At present, approximately 90% of all export-import (EXIM) trade is handled by foreign-flagged vessels.

In the historical context, the ship­ping corporation started with three merchant vessels in 1947, and with its gradual development, the fleet rose to 41 ships by the 1960s.

In 1982, the corporation reached a peak of 45 vessels, including oil tankers, bulk carriers and general cargo ships.

However, today the trajectory has reversed sharply. From 45 ships, it now operates only 13 ships, most of which are aging. Many of its ships are reaching the end of their operational lifespan, making it increasingly difficult to operate profitably beyond 2030.

While the corporation technically posts a net profit in FY 2024 -25, these figures mask deeper structural weaknesses.

Revenue has declined by about 19% year-on-year, gross profit margins have shrunk to 29.8%, and quarterly results for Q1 FY26 showed profits falling by 34% year-on-year to Rs 3.71 billion for the standalone company.

Much of this profitability comes from asset sales or charters rather than sustainable shipping operations.

Considering PNSC’s current challenges, the federal government has tasked the National Logistics Cell (NLC) to take over PNSC’s management.

Under this arrangement, NLC will guide the company toward professional management and operational efficiency.

As part of the restructuring, 30% of its shares would be evaluated at market rates, and NLC would generate the required capital to reinvest and strengthen the fleet.

Future plan

According to official sources, the restructuring is aimed at expanding the national shipping fleet and reducing foreign freight costs.

Under the prime minister’s approval, the vessel fleet will be increased to 54 vessels after 5 years, with projected annual foreign exchange savings of $5bn to $6bn in freight costs by handling more sea-route cargo.

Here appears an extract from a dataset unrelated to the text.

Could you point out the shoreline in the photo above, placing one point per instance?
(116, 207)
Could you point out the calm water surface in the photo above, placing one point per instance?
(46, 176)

By achieving these goals, the ocean freight market share of PNSC will increase from 5% to 56%, which would be $162 million to $178 million in the next 5 years.

The consolidation is also aimed at enhancing funding through broader ownership to accelerate fleet renewal and improve asset deployment.

It will strengthen its financial footing, attract investment, and align logistics infrastructure with maritime operations.

Improved operational performance will translate into higher dividends and corporate tax contributions to the national exchequer.